The Mets know Reyes is their future. That's why GM Omar Minaya protected the club's $23.25 million investment by prohibiting Reyes from playing winter ball with Gigantes del Cibao in his native Dominican Republic. The high-energy leadoff man needs to remain healthy so that the Mets, who dropped a heartbreaking Game 7 to the Cardinals in last season's NLCS, won't have to hear a
repeat of Redbird Nation's derisive chant: No-way, No-way.

JUAN PABLO MONTOYA

-L.C.

Juan Pablo Montoya is NEXT? A 31-year-old with a wife, two kids, flecks of gray hair and triumphs at the most famous race courses in the world—Monza, Monte Carlo, Indianapolis—is NEXT? Well, if you're an executive at NASCAR, and your dream is to have a big-talking Latin driver usher the sport to millions south of the border, then heck yes, Montoya is NEXT.

Before announcing his switch from Formula One to NASCAR last July, he had already won at the highest levels of open-wheel racing: the CART title as a rookie in 1999, the Indy 500 in 2000, seven Formula One victories in five years. Montoya, a native of Colombia, has driven hard and talked big at every level. "That's why I call him a throwback," says Mike Hull, managing director for Ganassi Racing, recalling the days when Unser, Andretti and Foyt would race shopping carts just for the thrill of it. "Yeah," says Montoya, "I like to drive the wheels off the race car."

And yet, no driver has successfully made the transition from openwheel to stock cars since Tony Stewart went from CART to NASCAR nine years ago. Certainly, no driver has been asked to make such a leap while carrying the weight of NASCAR's global expectations. But, as is Montoya's rep, he hasn't backed down. "I'm here to win," he says, which is exactly what he did on Jan. 28 at the 24 Hours of Daytona. Adds his Busch series crew chief, Brad Parrott: "Within three years, we'll see him win the Nextel Cup."

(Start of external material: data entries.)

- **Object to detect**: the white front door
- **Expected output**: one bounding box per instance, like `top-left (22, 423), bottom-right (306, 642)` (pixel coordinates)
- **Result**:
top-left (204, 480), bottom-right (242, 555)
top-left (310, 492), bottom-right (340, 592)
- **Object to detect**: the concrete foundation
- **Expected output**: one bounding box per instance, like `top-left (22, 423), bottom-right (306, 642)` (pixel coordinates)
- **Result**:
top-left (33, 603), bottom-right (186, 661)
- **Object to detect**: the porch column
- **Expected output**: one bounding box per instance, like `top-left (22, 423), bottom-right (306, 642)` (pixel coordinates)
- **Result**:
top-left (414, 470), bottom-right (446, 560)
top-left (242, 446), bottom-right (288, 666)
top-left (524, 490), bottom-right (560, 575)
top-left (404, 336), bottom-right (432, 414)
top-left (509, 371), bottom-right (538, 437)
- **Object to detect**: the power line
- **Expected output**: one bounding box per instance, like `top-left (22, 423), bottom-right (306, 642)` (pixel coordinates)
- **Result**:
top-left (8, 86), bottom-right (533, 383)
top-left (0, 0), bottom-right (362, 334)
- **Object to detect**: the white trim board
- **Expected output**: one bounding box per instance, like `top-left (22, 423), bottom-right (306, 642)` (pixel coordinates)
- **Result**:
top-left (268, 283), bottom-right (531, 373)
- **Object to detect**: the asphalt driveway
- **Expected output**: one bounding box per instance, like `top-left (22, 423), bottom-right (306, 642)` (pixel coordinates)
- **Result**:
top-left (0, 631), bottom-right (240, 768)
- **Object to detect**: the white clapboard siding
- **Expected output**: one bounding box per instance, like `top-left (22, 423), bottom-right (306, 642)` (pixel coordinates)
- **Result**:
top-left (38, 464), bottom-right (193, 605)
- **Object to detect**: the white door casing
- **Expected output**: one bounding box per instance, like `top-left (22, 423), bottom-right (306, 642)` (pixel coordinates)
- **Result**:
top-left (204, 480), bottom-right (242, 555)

Montoya has said all the right things since entering the sport near the end of the Busch season, but it's only a matter of time before his new-kid-on-the-oval gentility loses out to his world-famous mouth. After finishing his third Busch race, at Phoenix, in 20th place, he vented his frustration at middle-of-the-pack drivers who, he claimed, wouldn't get out of his way: "It's tough passing these guys—they're just too dumb. I'm trying to be as friendly as I can be, and whether they like it or not, I'm here for the long run. So it's their problem, not mine."

Big talk for a rookie. That's why Montoya is NEXT.